The rest of the article is happier as it talks about the match. You know, that one that had you transfixed to the TV for hours on end? The one that had your stomach in knots, your nerves frayed, and your pets and family members doubting your sanity? You know, the 2008 Wimbledon Final. (For those of you in the US who get The Tennis Channel, the match will be aired twice this week.)
“I didn’t think they were going to play that well, both of them,” Borg told ESPN producer Aarthi Rajaraman several months ago. “That’s the best tennis match I’ve ever seen in my life. I was just happy to be there, to be part of that final.
“You cannot see a better tennis match.”
Sampras, who watched on television, agreed.
“The match,” he said, “transcended the sport.”

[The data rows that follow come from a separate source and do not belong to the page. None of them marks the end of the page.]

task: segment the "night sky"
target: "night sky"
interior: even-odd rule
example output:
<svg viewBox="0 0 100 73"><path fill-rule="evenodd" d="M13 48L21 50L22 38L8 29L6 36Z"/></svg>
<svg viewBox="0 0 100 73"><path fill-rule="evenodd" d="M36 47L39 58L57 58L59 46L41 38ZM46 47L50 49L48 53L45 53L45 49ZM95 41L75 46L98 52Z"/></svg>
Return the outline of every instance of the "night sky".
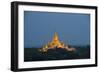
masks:
<svg viewBox="0 0 100 73"><path fill-rule="evenodd" d="M24 48L41 47L54 33L70 45L90 43L90 15L24 11Z"/></svg>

Indeed. I know people who’ve never watched a tennis match in their lives until that one. A guy at work said he’s always thought tennis was boring, but couldn’t find anything else on that day and ended up transfixed for the whole thing.
Todd Martin, the retired ATP player, also watched on television.
“They’re playing 85 feet from each other, and the way the sport is played today it’s not a quick process to get to the culmination,” Martin said. “It is a slow crescendo. They’re both such amazing shot-makers that the slow crescendo results in a tremendous boom.
“From a tactical standpoint, maybe it wasn’t the best match ever played, but from a viewing perspective it was incredibly compelling. On top of the beauty of the points and the nature of the athletics, there was great, almost unbearable drama.”
It was indeed a wonderful and intense slow crescendo. I’ve watched the AO semi and final recently. And while both were epic, neither had the plot line and slow steady build of the match. So much was on the line, so much history with either outcome, and both players wanted that win so intensely. It could have been a cluster of tension, nerves and chokes, and, while the match wasn’t completely free of those things, instead of succumbing to them both players raised their level over and over during the course of the match. Just when you thought things couldn’t get better, they did. Just when you thought there was no way the match was ever going to end, it did. Just when you thought there couldn’t be a winner, there was.